Friday, July 30th, 2010

There are many ways to add textural interest to any room on both floors and walls. With all the amazing tile finishes now available, the possibilities are endless! Here a a few looks to inspire your next project!

Un-Neutralize the Neutral

Neutrals are undeniably serene and soothing. To avoid looking bland, neutrals require a design imperative for their survival: texture. In this room the contrast between the neutral porcelain and the dark cabinetry offers a touch of sophisticated style and texture without being overbearing. By using the same porcelain in a different pattern behind the vanity, the color scheme remains neutral but great visual texture is achieved.

Limestone Grey Porcelain Installation

The Layered Look

Texture can be added from top to bottom in a room for dramatic effect. The trick to layering is to stick to the same color scheme when combining different finishes. To achieve this effect, mix smooth finishes with patterned finishes to achieve a unique look.
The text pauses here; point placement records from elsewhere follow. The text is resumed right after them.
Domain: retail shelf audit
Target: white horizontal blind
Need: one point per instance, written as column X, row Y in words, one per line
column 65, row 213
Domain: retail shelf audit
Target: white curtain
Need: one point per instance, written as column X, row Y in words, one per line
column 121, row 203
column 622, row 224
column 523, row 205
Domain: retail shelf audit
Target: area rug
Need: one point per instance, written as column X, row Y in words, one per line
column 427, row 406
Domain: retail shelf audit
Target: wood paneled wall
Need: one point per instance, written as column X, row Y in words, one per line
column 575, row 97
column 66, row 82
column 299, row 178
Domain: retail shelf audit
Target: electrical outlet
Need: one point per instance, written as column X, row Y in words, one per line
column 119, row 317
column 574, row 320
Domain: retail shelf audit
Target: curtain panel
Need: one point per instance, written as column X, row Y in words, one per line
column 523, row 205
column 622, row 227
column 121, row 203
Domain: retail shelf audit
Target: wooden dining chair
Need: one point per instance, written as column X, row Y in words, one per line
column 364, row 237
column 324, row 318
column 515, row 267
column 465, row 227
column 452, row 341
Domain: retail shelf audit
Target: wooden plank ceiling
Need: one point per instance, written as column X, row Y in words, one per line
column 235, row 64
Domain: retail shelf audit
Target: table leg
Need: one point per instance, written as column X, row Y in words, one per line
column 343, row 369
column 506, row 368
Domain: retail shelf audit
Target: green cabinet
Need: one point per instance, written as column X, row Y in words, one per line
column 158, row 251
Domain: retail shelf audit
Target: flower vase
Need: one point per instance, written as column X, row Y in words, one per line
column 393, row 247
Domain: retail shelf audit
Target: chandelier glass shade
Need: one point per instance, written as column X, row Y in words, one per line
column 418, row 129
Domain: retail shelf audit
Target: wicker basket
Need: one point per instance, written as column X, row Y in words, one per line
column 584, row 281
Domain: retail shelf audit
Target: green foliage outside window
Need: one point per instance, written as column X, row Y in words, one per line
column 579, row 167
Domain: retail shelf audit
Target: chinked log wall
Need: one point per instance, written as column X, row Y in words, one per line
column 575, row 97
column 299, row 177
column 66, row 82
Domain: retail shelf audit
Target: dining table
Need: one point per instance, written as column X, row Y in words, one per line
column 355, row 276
In this bathroom the uniting background color is white, but the sage green flower patterned porcelain on the wall adds amazing texture without being overwhelming.

Deco Silk Porcelain Tile Installation

Get Floored

If you’re a fan of hardwood floors, a wood grain that boasts a lot of gorgeous grain, brings instant texture. The variations in the wood’s natural color will add a lot of personality to a neutral room, while providing a stunning foundation to the room’s furnishings.

Block Wenge Porcelain Tile Installation

Textural Walls

Texture lovers will revel in the effect created by installing woven finish porcelain. The woven porcelain finish is  very earthy and natural, and looks amazing on any surface. This is a great product that can be installed on any wall or floor to add textural interest.

Yakarta Wenge Porcealin Tile Installation

Faux Stone Finishes

Bathrooms can be a showcase for texture.  If you are looking for something that will be classic but with a modern twist, consider using one of the many faux stone porcelain options that are available. Using a porcelain that is made to look like natural stone in a neutral tone, brings installations from flat to fabulous. This option will give you that same visual pop, without breaking the bank.